Slut-Bashing Is Replaced By Slut-Shaming

These factors contribute to what Tanenbaum sees as a rise in slut-shaming, a uniquely nuanced phenomenon that’s distinct from what she refers to as slut-bashing.  Tanenbaum coined the latter term in the ‘90’s to refer to the very specific act of repeated harassment with hostile intent conducted by peers.

But slut-shaming can be more casual. It might occur only once or twice — Exhibit A: Ethan Czahor’s texts.

Tanenbaum also points to the way that young women often refer to one another as “slut” as a term of alleged affection; the behavior is superficially not malicious and yet even though the intention may be positive, the effects are harmful.

Presumed Guilty

The unifying factor among the girls and young woman who had been called a slut was their having been “presumed guilty of having actively done something to provoke [that kind of] reaction to her own behavior.”
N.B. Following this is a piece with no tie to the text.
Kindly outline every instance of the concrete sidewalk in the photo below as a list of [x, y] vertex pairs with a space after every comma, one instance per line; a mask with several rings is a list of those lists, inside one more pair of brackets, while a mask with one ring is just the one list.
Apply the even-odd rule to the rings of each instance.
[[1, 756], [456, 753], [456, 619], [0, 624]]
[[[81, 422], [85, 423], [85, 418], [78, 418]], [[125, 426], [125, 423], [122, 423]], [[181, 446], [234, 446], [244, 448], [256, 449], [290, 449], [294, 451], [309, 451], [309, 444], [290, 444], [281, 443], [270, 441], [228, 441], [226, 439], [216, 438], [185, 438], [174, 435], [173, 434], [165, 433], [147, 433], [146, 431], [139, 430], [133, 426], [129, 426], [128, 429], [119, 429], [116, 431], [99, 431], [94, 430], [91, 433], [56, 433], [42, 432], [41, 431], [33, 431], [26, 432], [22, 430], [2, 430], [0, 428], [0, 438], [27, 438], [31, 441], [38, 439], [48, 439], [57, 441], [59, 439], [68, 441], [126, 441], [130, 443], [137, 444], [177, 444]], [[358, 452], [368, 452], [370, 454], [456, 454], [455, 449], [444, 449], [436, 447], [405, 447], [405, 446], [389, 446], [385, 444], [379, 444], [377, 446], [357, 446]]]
The girl who is called a slut by her peers, whether with affection or derision, is perceived to have “failed to “understand the rules of her own sexiness” by somehow “calling attention to the efforts of being sexy” and “refusing to hide the evidence” of the work it takes for her to craft this public persona.

How We Can Make “Slut” A Term of the Past?

Tell your kids that bad words are bad.
Parents in particular need to take an active role in helping fight the reinforcement of this double-standard to which young women are held, talking with their children in an age-appropriate way from an early age. “Young kids, these kids are exposed to words like ‘slut’ and ‘ho,’” Tanenbaum says. “If they don’t know how damaging and horrible these words are, they are going to repeat them. It’s our job as adults to educate them.”

Watch what you say about their friends.
Parents should be aware that even if they express judgment against their child’s friends’ sexuality, “even if the intent is to protect,” the effect ultimately ends up reinforcing sexual double standards, which in term reinforce slut-shaming culture.

Don’t make your daughter feel ashamed of herself.
With daughters in particular, parents should know that if you make a daughter feel ashamed of herself, it will always backfire. Rather, Tanenbaum encouraged parents to “make her feel good about herself and her body and her creativity.” And when it comes to outfits that a parent might find questionable, “try without judgment to help her understand that even though she looks amazing, if she presents herself in an overly sexualized way, other people will come to certain conclusions and they will objectify her — which is wrong, but that’s the world we live in.”

Teach them to be a responsible bystander.
Tanenbaum also makes clear how important it is for parents to teach children to be responsible bystanders and know that “it’s their job to help the victim” when they see bullying or harassment taking place around them. “It’s hard for kids to understand,” Tanenbaum says, “Often they’ll say, ‘But I don’t like her,’ or ‘But she’s not nice to me, why should I help her.’ They don’t grasp the idea of collective responsibility.” This is why it’s so essential to teach that it’s not about liking, but rather that everyone has to watch out for everyone else. Hopefully that behavior will be reciprocated if your child becomes the target.